Marcos gov’t must clarify country’s Sabah claim — Roque

International law expert Harry Roque has advised President Marcos, Jr. to take an unequivocal stand in asserting the country’s sovereignty over Sabah given a recent French arbitral ruling favoring the Sultanate of Sulu heirs.

Roque urged the Marcos government to “decide once and for all if the country’s position on Sabah remains a territorial claim of the Philippine republic or a proprietary claim of the Sultanate of Sulu descendants.”

In a TV 5 interview, Roque said the Sultanate heirs’ legal victory bolsters the country’s claim to Sabah. The French court has ordered Malaysia to pay US$ 14.9 billion to the heirs for breach of an international private lease agreement.

“The Philippines has never given up its claim over the territory,” he stressed. “I advise our President to clarify whether the country would actively pursue this claim or allow the Sultanate heirs to deal with the Malaysian government in private.”

He said the President should make a firm decision on this matter since the Sultanate of Sulu heirs ceded or transferred the sovereignty of Sabah (then known as North Borneo) to the Philippines in 1962.

This served as the basis for the Philippine claim to Sabah that was initiated by the government of President Diosdado Macapagal in the 1960s.

“We consider the victory of the Sultanate descendants as a victory for the nation. According to the arbitral court, the Sultanate of Sulu is the owner of Sabah. Thus, we can say that Sabah is part of the Philippine territory,” Roque said.

Roque said the March 2022 arbitral ruling is in consonance with the 1939 British High Court’s Macaskie decision, which recognized the Sultanate descendants as rightful owners of Sabah.

He explained that the arbitral decision recognized that the 1878 contract entered into by Sultan Jamalul Ahlam with the representatives of the British North Borneo Company was a grant of a lease and not of sale.

Roque added that since 2013, Malaysia has failed to pay the annual cession money of RM5,300 to the heirs.
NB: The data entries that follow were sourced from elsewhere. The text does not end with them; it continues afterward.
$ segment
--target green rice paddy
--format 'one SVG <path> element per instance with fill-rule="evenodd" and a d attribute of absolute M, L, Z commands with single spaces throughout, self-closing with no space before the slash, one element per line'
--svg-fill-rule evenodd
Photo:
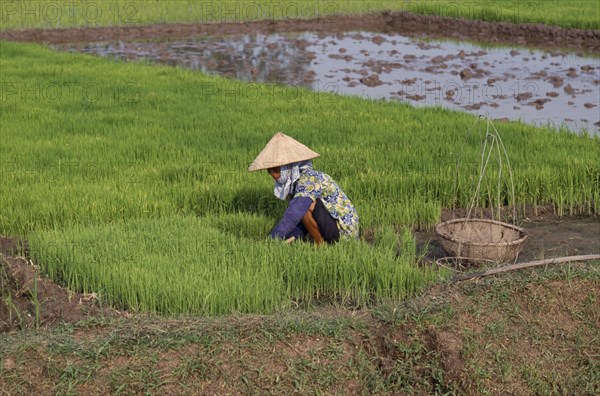
<path fill-rule="evenodd" d="M 0 42 L 0 70 L 0 233 L 29 239 L 43 272 L 73 290 L 221 315 L 397 300 L 446 276 L 420 266 L 409 230 L 469 204 L 484 130 L 471 115 L 30 44 Z M 496 127 L 519 208 L 598 213 L 600 139 Z M 315 168 L 374 243 L 266 239 L 285 203 L 246 168 L 276 131 L 321 154 Z M 511 198 L 492 169 L 479 199 L 498 196 Z"/>

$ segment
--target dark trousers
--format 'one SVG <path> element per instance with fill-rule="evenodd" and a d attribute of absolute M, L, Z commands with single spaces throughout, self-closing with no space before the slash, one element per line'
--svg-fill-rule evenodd
<path fill-rule="evenodd" d="M 323 205 L 323 201 L 321 199 L 316 200 L 315 208 L 312 212 L 312 217 L 315 219 L 317 226 L 319 227 L 319 232 L 323 236 L 323 239 L 327 243 L 335 243 L 340 239 L 340 231 L 337 227 L 337 220 L 331 216 L 329 211 Z M 296 228 L 292 230 L 287 236 L 286 239 L 290 237 L 295 237 L 296 239 L 304 239 L 306 238 L 308 231 L 302 224 L 302 222 L 298 223 Z"/>

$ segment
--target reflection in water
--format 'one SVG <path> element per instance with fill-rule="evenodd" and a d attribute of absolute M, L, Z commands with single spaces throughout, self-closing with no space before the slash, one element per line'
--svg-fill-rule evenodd
<path fill-rule="evenodd" d="M 151 60 L 243 81 L 311 87 L 311 55 L 301 39 L 279 35 L 200 38 L 173 42 L 67 44 L 55 48 L 121 60 Z"/>
<path fill-rule="evenodd" d="M 243 81 L 440 105 L 600 135 L 600 60 L 544 51 L 349 32 L 201 37 L 55 48 Z M 332 88 L 333 87 L 333 88 Z"/>

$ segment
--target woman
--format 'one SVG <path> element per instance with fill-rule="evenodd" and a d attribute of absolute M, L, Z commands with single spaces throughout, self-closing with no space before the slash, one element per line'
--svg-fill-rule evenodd
<path fill-rule="evenodd" d="M 318 157 L 302 143 L 278 132 L 248 168 L 266 169 L 275 180 L 275 196 L 289 200 L 283 219 L 269 236 L 305 239 L 317 244 L 358 238 L 358 215 L 331 176 L 312 168 Z"/>

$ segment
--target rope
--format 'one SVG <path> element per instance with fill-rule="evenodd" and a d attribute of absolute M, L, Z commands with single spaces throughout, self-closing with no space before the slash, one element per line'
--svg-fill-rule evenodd
<path fill-rule="evenodd" d="M 486 130 L 485 130 L 485 137 L 483 140 L 483 147 L 481 149 L 481 161 L 479 164 L 479 177 L 477 180 L 477 185 L 475 186 L 475 192 L 473 193 L 473 196 L 471 197 L 471 200 L 469 203 L 469 210 L 467 212 L 466 219 L 467 220 L 470 219 L 473 209 L 476 206 L 480 206 L 479 205 L 479 194 L 481 191 L 481 185 L 482 185 L 484 177 L 486 176 L 486 171 L 488 169 L 490 159 L 492 158 L 492 153 L 494 153 L 494 151 L 495 151 L 496 155 L 497 155 L 496 160 L 498 163 L 498 185 L 497 185 L 497 194 L 496 194 L 496 199 L 497 199 L 497 204 L 498 204 L 498 220 L 500 220 L 500 217 L 501 217 L 500 215 L 501 215 L 501 207 L 502 207 L 502 202 L 501 202 L 502 175 L 503 175 L 502 169 L 504 167 L 504 160 L 506 160 L 506 167 L 508 168 L 508 176 L 509 176 L 509 181 L 510 181 L 510 187 L 509 187 L 510 191 L 509 192 L 510 192 L 510 201 L 511 201 L 510 204 L 512 206 L 512 211 L 513 211 L 512 219 L 513 219 L 513 224 L 515 224 L 516 219 L 517 219 L 515 183 L 514 183 L 514 178 L 513 178 L 512 166 L 510 164 L 510 159 L 508 158 L 508 152 L 506 150 L 506 146 L 504 145 L 504 142 L 502 141 L 502 138 L 500 137 L 500 133 L 496 129 L 491 118 L 489 116 L 483 116 L 483 115 L 480 115 L 477 118 L 477 120 L 469 128 L 469 131 L 471 129 L 473 129 L 475 124 L 483 117 L 486 118 Z M 469 131 L 467 131 L 467 133 Z M 488 143 L 489 143 L 489 147 L 488 147 Z M 461 147 L 461 153 L 463 152 L 463 147 L 465 144 L 466 144 L 466 140 L 463 143 L 463 146 Z M 487 156 L 486 156 L 486 154 L 487 154 Z M 456 169 L 456 175 L 455 175 L 455 179 L 454 179 L 455 195 L 458 194 L 456 186 L 458 184 L 459 164 L 460 164 L 460 158 L 457 161 L 457 169 Z M 488 185 L 488 193 L 491 193 L 491 191 L 489 189 L 489 184 L 487 184 L 487 185 Z M 490 194 L 490 209 L 492 212 L 492 219 L 493 219 L 494 218 L 494 204 L 492 202 L 493 202 L 493 200 L 492 200 L 492 197 Z"/>

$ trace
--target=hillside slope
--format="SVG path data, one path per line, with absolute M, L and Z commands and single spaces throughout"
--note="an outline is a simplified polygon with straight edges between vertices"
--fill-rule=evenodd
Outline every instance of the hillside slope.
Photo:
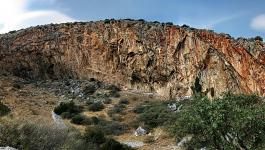
M 96 78 L 166 98 L 191 95 L 195 81 L 211 96 L 265 96 L 265 44 L 141 20 L 51 24 L 0 35 L 0 72 Z

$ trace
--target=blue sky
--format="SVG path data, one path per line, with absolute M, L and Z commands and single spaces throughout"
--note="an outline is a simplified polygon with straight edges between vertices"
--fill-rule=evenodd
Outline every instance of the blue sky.
M 142 18 L 265 38 L 264 0 L 1 0 L 0 11 L 1 33 L 37 24 Z

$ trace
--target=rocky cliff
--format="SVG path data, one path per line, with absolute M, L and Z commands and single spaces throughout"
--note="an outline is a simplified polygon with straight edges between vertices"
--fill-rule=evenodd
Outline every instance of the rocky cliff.
M 165 97 L 265 96 L 265 44 L 142 20 L 31 27 L 0 35 L 0 71 L 31 79 L 96 78 Z

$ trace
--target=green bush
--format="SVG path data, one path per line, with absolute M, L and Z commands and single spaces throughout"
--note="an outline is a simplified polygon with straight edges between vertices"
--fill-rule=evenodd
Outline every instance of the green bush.
M 133 112 L 136 114 L 141 114 L 144 112 L 145 108 L 146 108 L 146 105 L 138 105 L 133 109 Z
M 117 87 L 117 86 L 115 86 L 115 85 L 111 85 L 111 84 L 106 85 L 106 86 L 105 86 L 105 89 L 106 89 L 106 90 L 113 91 L 113 92 L 118 92 L 118 91 L 121 90 L 119 87 Z
M 118 98 L 120 97 L 120 93 L 118 91 L 110 91 L 110 97 Z
M 78 114 L 82 112 L 82 108 L 75 105 L 73 101 L 62 102 L 59 106 L 54 108 L 54 113 L 56 113 L 57 115 L 61 115 L 64 112 L 69 112 L 70 114 Z
M 261 36 L 256 36 L 255 38 L 254 38 L 256 41 L 263 41 L 263 38 L 261 37 Z
M 126 124 L 116 121 L 101 120 L 97 125 L 106 135 L 121 135 L 128 129 Z
M 105 20 L 104 20 L 104 23 L 105 23 L 105 24 L 109 24 L 109 23 L 110 23 L 110 20 L 109 20 L 109 19 L 105 19 Z
M 111 104 L 111 99 L 110 98 L 106 98 L 103 101 L 104 104 Z
M 119 114 L 113 114 L 113 115 L 111 116 L 111 119 L 112 119 L 113 121 L 119 121 L 119 122 L 122 122 L 122 120 L 123 120 L 122 116 L 119 115 Z
M 258 96 L 195 97 L 178 115 L 172 132 L 178 139 L 192 135 L 192 149 L 265 148 L 265 104 Z
M 123 104 L 116 104 L 110 110 L 108 110 L 108 115 L 111 117 L 113 114 L 125 114 L 124 109 L 125 105 Z
M 129 101 L 127 99 L 121 99 L 119 101 L 119 104 L 125 104 L 125 105 L 128 105 L 129 104 Z
M 101 102 L 94 102 L 88 106 L 90 111 L 101 111 L 104 109 L 104 105 Z
M 61 114 L 61 117 L 62 117 L 63 119 L 71 119 L 74 115 L 75 115 L 75 114 L 71 114 L 70 112 L 63 112 L 63 113 Z
M 78 125 L 91 125 L 92 121 L 83 115 L 77 114 L 72 117 L 71 123 L 78 124 Z
M 7 115 L 10 111 L 10 108 L 0 101 L 0 116 Z
M 174 24 L 172 22 L 167 22 L 166 25 L 173 26 Z
M 89 85 L 87 85 L 85 88 L 84 88 L 84 90 L 83 90 L 83 92 L 86 94 L 86 95 L 92 95 L 92 94 L 94 94 L 95 92 L 96 92 L 96 87 L 95 87 L 95 85 L 93 85 L 93 84 L 89 84 Z
M 87 142 L 92 142 L 92 143 L 97 143 L 97 144 L 102 144 L 106 140 L 105 135 L 102 132 L 102 130 L 96 127 L 87 128 L 83 135 L 83 138 Z
M 150 103 L 144 107 L 138 106 L 135 111 L 140 113 L 138 120 L 150 128 L 167 125 L 176 118 L 176 114 L 162 102 Z
M 93 117 L 91 117 L 91 121 L 93 124 L 98 124 L 100 119 L 98 117 L 93 116 Z
M 104 144 L 102 144 L 101 150 L 131 150 L 126 145 L 123 145 L 113 139 L 108 139 Z

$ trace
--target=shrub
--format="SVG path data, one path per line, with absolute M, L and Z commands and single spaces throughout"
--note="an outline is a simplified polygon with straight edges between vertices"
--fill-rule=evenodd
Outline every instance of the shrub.
M 120 97 L 120 93 L 118 91 L 110 91 L 110 97 L 118 98 Z
M 190 28 L 190 26 L 188 26 L 186 24 L 183 24 L 181 27 L 183 27 L 183 28 Z
M 100 120 L 97 126 L 106 135 L 121 135 L 125 133 L 128 129 L 128 126 L 124 123 L 119 123 L 116 121 L 106 121 L 106 120 Z
M 172 22 L 167 22 L 166 25 L 168 25 L 168 26 L 172 26 L 172 25 L 174 25 L 174 24 L 173 24 Z
M 103 101 L 104 104 L 111 104 L 111 99 L 110 98 L 106 98 Z
M 100 119 L 98 117 L 93 116 L 93 117 L 91 117 L 91 121 L 93 124 L 98 124 Z
M 65 130 L 48 126 L 6 124 L 0 126 L 0 145 L 30 150 L 59 149 L 67 135 Z
M 90 125 L 92 124 L 92 121 L 83 115 L 77 114 L 74 117 L 72 117 L 71 123 L 78 125 Z
M 83 138 L 86 142 L 92 142 L 97 144 L 102 144 L 106 140 L 102 130 L 96 127 L 86 128 Z
M 144 20 L 144 19 L 138 19 L 138 21 L 140 21 L 140 22 L 145 22 L 145 20 Z
M 119 122 L 122 122 L 122 120 L 123 120 L 122 116 L 121 115 L 118 115 L 118 114 L 112 115 L 111 116 L 111 119 L 113 121 L 119 121 Z
M 106 85 L 105 86 L 106 90 L 109 90 L 109 96 L 110 97 L 120 97 L 119 91 L 121 90 L 119 87 L 115 85 Z
M 254 38 L 256 41 L 263 41 L 263 38 L 261 37 L 261 36 L 256 36 L 255 38 Z
M 57 115 L 61 115 L 63 112 L 69 112 L 70 114 L 77 114 L 82 112 L 82 108 L 80 106 L 75 105 L 73 101 L 70 102 L 62 102 L 59 106 L 54 108 L 54 113 Z
M 192 149 L 265 148 L 265 104 L 258 96 L 195 97 L 182 111 L 172 132 L 179 139 L 193 135 L 188 143 Z
M 99 128 L 87 128 L 81 135 L 76 131 L 51 126 L 1 122 L 0 145 L 30 150 L 98 150 L 100 147 L 108 146 L 117 148 L 119 144 L 111 139 L 106 140 Z M 123 146 L 123 149 L 126 150 L 127 147 Z
M 108 115 L 111 117 L 113 114 L 124 114 L 125 105 L 116 104 L 113 108 L 108 110 Z
M 92 94 L 94 94 L 95 92 L 96 92 L 96 87 L 95 87 L 95 85 L 94 84 L 89 84 L 89 85 L 87 85 L 85 88 L 84 88 L 84 90 L 83 90 L 83 92 L 86 94 L 86 95 L 92 95 Z
M 109 20 L 109 19 L 105 19 L 105 20 L 104 20 L 104 23 L 105 23 L 105 24 L 109 24 L 109 23 L 110 23 L 110 20 Z
M 138 105 L 133 109 L 133 112 L 136 114 L 140 114 L 144 112 L 144 109 L 146 108 L 146 105 Z
M 145 143 L 154 143 L 155 142 L 155 138 L 154 136 L 147 136 L 145 139 L 144 139 L 144 142 Z
M 0 101 L 0 116 L 7 115 L 10 111 L 10 108 Z
M 16 83 L 13 83 L 13 87 L 16 88 L 16 89 L 21 89 L 23 87 L 23 84 L 22 82 L 16 82 Z
M 101 111 L 104 109 L 104 105 L 101 102 L 94 102 L 93 104 L 88 106 L 90 111 Z
M 70 112 L 63 112 L 63 113 L 61 114 L 61 117 L 62 117 L 63 119 L 71 119 L 71 118 L 73 117 L 73 114 L 71 114 Z
M 176 114 L 161 102 L 151 103 L 141 109 L 138 120 L 150 128 L 167 125 L 176 118 Z
M 113 139 L 108 139 L 104 144 L 101 146 L 101 150 L 130 150 L 126 145 L 123 145 Z
M 129 101 L 127 99 L 121 99 L 119 101 L 119 104 L 125 104 L 125 105 L 128 105 L 129 104 Z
This clause was stipulated in the 1878 contract and upheld by the 1939 Macaskie decision.

“Under the Convention on the Recognition and Enforcement of Foreign Arbitral Awards, otherwise known as the New York Convention, the Malaysian government has to pay the Sultanate heirs US$ 14.9 billion,” Roque said.

A former president of the Asian Society of International Law, Roque is the first Asian and Filipino to practice before the International Criminal Court (ICC) and the United Nations (U.N.) Crimes Tribunal for Rwanda.